Wednesday, April 27, 2011

Face to Face With A Longhorn

We're hiking along a circular trail through wildflowers, grasses and cockleburs to see "The Johnson Settlement." It's in Johnson City, Texas, and it's where President LBJ's grandfather and great uncle started their cattle droving business during the Civil War.

Before our walk, I'd read where the boys made a fortune off cattle they never owned. They'd find unbranded cattle wandering the Texas plains, herd 'em up and move 'em on to market in Kansas. Along the famed Chisholm Trail.

Easy money.

The wandering cattle came from herds belonging to ranchers off fighting the war.
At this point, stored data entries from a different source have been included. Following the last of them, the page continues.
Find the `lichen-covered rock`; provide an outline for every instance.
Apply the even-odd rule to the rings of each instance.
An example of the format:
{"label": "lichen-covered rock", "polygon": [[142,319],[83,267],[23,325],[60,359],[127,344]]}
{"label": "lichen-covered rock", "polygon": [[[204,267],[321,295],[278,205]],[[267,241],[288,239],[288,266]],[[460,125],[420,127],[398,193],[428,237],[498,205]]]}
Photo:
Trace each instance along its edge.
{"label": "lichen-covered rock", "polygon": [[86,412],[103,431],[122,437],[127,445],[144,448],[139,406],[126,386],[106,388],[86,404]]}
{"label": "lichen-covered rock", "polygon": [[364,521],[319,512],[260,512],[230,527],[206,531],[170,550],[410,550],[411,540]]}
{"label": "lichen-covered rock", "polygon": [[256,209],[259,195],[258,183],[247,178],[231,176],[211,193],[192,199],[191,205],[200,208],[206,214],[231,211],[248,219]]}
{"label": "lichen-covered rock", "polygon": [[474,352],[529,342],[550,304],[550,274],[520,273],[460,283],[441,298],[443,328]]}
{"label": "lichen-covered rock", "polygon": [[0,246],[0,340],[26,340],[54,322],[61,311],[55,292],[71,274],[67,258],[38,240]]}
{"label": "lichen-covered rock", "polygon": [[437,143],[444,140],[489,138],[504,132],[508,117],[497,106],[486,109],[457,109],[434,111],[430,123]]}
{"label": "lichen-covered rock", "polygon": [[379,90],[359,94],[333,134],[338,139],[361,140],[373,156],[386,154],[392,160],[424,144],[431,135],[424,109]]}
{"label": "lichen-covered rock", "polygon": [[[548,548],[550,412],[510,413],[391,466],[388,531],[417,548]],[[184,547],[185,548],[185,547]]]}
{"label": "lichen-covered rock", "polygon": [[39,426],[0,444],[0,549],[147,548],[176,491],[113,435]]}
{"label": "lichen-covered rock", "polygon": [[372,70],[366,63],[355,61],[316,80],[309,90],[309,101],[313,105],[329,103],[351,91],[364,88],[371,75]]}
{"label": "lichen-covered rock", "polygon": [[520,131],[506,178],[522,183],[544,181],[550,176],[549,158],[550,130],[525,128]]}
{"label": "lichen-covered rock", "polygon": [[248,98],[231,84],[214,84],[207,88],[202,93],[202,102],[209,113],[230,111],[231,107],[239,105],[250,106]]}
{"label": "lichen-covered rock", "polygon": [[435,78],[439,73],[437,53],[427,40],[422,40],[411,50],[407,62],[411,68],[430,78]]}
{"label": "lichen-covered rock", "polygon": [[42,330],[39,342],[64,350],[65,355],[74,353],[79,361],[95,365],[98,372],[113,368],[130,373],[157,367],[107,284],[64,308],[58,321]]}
No one was home to herd up and brand the calves, so the babies just grew up on the land, and wandered right into the hands of entrepreneurs like the Johnson boys.

Legal, but still, easy money.

So I'm thinking about those cows and the boys who just whisked them up and sold them, when we walk into a clearing and, voila, the settlement. We find a log cabin, some barns, a windmill and ... Wow! Two Texas longhorns. Within spittin' distance!

I've never been this close to a longhorn. I'm so close, I could touch them. So I try.

I walk up to the fence, and the black and white guy looks up. I whistle, snap my fingers and put my hand through the fence. And I talk friendly. "Here, boy. Here, boy."

Look! He's walking toward me. Man, those horns are huge! So long!

My dog Jacob, a large standard poodle, steps back away from the fence as the steer gets closer.

"It's OK, Jacob." I assure him.

Then WHAM! MAN! The longhorn slams his left horn right through the fence, and whacks Jacob on the side of the face. Jacob yelps (more startled than hurt) and backs off. I don't back off and WHAM SLAM, the longhorn tries crashing through the fence at me. He maneuvers those massive sabers deftly and bangs my arm briefly as I jerk it away.

Now Jacob and I both jump away from the fence. And the longhorn settles down.

I notice that as long as we keep our distance, he keeps his attitude peaceful. So we keep a big distance.

As we amble far away from the longhorn and through the rest of the settlement, reading historical makers and peering into doors, I start thinking about those Johnson boys. And if they ran across longhorns like the one we just met, then I'm thinking they earned every penny they got.